Adjunct Instructor of English
M.A. East Carolina University
During my time at NCWC, I have really enjoyed the small classroom sizes and getting to know my students better. One of the things that I believe to be true about writing is that it can be accessible to all students, no matter their background or their previous experience in writing. My courses focus on the building blocks of writing, from grammar and punctuation all the way through crafting and refining thesis statements for research papers. As a creative writer, I believe that artistic writing has enormous value within the academic setting and that all students have the ability and right to express their true voices within the classroom setting. Therefore, many aspects of the classroom will reflect Expressivist Pedagogy, which utilizes creative, free-write assignments to allow students to develop their own authentic style and individual voice in writing. Because language is the key to the mind, reflective essays that are focused on content and meaning rather than adhering to formalities required of most academic essays will allow students to be the authors of their own learning.
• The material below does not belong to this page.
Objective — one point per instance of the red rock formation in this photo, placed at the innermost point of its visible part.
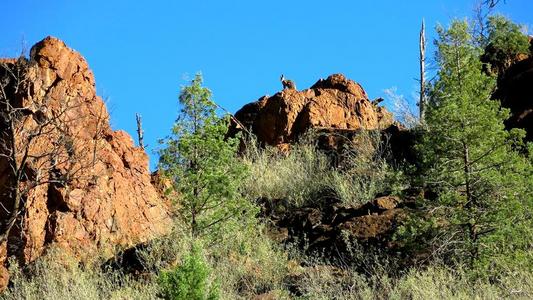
(515, 91)
(111, 201)
(336, 102)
This teaching style will also allow students to discover new insights in a non-traditional manner as they can employ various mediums to convey and rhetorically situate information.
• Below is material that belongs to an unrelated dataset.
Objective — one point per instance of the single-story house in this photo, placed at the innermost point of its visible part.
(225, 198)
My research interests include nonfiction literature, particularly journals and memoirs, that focus on mental illness. My thesis compared the memoirs of Marya Hornbacher to the unabridged journals of Sylvia Plath, and traced the similarities in language, syntax, and diction between the two, noting that their experiences with depression and mania have linguistic similarities. I have also authored several award-winning essays and poems, most notably an ecofeminist analysis of Gulliver’s Travels and a semi-finalist poem about nostalgia and memory entitled “Hometown Lessons.”